C# - Split Fully Uppercase String Into Separate Words (No Spaces)

问题

Im currently working on a project where I will need to separate individual words from a string. The catch is that all the words in the string are capitalized and have no spaces. The following is an example of the kind of input the program is receiving:

"COMPUTERFIVECODECOLOR"

This should be split into the following result:

"COMPUTER" "FIVE" "CODE" "COLOR"

So far, I have been using the following method to split my strings (and it has worked for all scenarios except this edge case):

private static List<string> NormalizeSections(List<string> wordList)
        {
            var modifiedList = new List<string>();
            foreach (var word in wordList)
            {
                int index = wordList.IndexOf(word);
                var split = Regex.Split(word, @"(\p{Lu}\p{Ll}+)").ToList();
                split.RemoveAll(i => i == "");

                modifiedList.AddRange(split);
            }
            return modifiedList;
        }

If anyone has any ideas on how to handle this, I would be more than happy to hear them. Also, please let me know if I can provide additional information.

回答1:

I am making some assumptions on how you want to search for matching words. Firstly, at a given character index, preference will be given to the longest matching word in the dictionary. Secondly, if at a given character index no word is found, we move on to the next character and search again.

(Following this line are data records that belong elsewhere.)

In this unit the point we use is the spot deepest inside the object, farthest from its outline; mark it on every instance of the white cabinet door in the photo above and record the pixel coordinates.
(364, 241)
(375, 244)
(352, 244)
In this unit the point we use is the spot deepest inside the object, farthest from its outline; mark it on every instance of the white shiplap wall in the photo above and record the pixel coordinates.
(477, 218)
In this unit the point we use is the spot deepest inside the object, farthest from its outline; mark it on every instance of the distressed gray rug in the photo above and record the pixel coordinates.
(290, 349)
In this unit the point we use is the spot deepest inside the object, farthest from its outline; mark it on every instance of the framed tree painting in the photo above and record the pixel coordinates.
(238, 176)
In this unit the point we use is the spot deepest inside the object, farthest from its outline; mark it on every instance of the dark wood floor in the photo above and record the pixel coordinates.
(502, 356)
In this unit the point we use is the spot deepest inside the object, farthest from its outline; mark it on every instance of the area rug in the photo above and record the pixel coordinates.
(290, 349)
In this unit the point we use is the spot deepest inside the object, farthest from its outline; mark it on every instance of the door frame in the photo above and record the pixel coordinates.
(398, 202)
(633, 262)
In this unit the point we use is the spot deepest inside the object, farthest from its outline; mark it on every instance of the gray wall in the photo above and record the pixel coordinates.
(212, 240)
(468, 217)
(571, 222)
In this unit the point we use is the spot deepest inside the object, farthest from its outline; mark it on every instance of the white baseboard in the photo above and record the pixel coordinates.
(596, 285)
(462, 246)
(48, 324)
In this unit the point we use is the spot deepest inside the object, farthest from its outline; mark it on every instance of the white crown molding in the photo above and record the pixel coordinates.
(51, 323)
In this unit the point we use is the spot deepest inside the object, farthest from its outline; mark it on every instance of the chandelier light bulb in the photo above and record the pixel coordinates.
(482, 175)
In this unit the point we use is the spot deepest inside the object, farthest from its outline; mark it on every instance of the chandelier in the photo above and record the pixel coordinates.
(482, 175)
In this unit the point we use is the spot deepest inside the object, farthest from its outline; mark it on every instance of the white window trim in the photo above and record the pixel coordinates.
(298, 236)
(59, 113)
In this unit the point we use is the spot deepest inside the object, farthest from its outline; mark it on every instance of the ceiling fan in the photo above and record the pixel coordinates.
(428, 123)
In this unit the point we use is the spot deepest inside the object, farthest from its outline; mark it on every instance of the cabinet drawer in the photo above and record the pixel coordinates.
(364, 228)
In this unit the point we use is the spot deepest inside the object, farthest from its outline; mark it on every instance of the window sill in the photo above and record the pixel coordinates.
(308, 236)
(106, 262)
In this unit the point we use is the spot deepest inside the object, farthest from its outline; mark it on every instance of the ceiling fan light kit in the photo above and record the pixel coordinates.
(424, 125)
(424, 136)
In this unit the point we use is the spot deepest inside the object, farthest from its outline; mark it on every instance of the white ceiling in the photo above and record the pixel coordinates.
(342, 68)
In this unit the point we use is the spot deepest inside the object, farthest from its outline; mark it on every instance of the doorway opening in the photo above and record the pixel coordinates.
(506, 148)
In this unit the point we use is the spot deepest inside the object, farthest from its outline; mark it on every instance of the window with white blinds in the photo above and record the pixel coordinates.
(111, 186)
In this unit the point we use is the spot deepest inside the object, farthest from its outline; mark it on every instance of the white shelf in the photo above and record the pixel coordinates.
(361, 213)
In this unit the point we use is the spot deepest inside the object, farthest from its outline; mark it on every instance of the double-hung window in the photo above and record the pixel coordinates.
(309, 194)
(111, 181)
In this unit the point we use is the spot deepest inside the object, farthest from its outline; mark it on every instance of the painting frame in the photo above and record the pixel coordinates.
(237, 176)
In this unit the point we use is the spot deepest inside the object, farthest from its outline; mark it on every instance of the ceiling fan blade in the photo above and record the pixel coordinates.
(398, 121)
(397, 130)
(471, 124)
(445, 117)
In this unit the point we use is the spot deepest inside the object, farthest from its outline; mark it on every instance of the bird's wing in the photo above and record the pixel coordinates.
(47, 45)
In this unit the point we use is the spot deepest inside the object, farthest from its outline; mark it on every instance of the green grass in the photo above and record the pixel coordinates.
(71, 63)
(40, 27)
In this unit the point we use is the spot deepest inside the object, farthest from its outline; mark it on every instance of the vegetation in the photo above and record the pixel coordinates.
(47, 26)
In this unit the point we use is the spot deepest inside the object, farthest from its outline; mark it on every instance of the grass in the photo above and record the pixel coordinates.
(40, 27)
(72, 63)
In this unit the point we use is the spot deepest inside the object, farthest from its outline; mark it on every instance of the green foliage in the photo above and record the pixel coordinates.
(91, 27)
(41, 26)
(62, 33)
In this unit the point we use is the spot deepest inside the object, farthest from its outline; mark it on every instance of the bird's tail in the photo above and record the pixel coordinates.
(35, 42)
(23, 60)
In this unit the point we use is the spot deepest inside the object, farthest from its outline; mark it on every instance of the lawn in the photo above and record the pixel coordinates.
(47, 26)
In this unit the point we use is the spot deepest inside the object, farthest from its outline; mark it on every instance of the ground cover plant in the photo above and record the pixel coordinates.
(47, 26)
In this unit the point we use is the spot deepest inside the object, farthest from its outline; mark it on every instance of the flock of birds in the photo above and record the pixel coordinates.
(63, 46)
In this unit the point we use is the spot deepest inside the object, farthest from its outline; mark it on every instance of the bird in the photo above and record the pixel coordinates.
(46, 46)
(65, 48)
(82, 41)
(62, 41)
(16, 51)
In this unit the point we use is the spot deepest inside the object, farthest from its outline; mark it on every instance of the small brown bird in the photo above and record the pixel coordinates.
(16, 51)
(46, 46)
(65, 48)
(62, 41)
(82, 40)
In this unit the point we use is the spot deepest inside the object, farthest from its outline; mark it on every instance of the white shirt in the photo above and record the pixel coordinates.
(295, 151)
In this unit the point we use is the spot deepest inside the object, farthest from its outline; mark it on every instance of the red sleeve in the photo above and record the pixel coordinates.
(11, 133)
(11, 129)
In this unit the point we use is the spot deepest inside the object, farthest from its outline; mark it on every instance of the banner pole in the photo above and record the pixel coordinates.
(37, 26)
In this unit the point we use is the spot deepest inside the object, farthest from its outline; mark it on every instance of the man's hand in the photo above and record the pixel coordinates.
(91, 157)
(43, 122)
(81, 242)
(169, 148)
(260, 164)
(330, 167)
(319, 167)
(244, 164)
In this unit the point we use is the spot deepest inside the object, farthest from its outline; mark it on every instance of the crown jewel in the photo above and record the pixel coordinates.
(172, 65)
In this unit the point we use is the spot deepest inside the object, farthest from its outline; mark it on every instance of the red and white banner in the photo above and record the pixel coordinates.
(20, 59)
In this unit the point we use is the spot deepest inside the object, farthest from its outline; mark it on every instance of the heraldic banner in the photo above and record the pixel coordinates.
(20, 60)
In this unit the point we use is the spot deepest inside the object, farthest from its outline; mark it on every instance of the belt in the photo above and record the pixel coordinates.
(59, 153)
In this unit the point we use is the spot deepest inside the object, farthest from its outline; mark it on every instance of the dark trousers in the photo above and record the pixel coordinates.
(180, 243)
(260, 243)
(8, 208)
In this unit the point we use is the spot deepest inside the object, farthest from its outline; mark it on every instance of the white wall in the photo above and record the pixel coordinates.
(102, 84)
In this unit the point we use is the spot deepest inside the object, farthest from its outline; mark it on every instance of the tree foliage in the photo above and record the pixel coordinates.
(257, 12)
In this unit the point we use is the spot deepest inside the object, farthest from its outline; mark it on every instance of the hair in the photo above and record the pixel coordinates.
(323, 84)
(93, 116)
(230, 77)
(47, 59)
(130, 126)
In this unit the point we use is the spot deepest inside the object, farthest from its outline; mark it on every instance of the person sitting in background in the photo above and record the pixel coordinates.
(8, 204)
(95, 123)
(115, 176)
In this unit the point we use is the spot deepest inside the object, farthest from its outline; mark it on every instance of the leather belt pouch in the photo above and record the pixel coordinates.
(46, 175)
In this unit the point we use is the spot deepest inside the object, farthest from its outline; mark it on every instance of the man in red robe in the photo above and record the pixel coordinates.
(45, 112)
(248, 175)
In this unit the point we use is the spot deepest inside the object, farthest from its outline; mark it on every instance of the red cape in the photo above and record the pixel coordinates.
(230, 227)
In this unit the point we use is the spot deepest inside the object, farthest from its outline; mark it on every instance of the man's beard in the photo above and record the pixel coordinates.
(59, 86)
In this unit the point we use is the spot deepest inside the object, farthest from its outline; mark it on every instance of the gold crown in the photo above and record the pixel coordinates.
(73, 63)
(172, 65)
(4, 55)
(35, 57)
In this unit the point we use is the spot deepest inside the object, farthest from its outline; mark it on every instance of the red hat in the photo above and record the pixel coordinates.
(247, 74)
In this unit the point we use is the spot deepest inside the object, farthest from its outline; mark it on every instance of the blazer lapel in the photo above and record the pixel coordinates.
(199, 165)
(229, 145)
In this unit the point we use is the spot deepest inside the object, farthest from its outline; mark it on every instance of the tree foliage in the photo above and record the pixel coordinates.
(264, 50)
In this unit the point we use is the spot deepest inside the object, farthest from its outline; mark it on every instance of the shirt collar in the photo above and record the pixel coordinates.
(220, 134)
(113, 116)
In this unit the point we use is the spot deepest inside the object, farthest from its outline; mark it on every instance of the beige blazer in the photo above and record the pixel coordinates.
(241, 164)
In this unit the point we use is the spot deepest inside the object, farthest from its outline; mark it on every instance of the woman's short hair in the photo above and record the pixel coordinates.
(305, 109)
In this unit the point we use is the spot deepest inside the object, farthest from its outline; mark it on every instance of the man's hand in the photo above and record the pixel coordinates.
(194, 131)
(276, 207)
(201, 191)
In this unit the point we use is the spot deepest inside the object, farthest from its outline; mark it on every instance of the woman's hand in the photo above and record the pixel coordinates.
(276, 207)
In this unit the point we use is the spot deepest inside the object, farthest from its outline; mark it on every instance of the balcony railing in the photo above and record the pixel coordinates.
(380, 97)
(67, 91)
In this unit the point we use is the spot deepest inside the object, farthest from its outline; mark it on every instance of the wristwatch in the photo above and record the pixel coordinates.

The implementation below uses a Trie to index the dictionary of all valid words. Rather than looping through each word in the dictionary, we then progress through each character in the input string, looking for the longest word.

I lifted the implementation of the Trie in C# from this very handy SO answer: https://stackoverflow.com/a/6073004

Edit: fixed a bug in the Trie when adding a word which is a substring of existing word, such as Emergency then Emerge.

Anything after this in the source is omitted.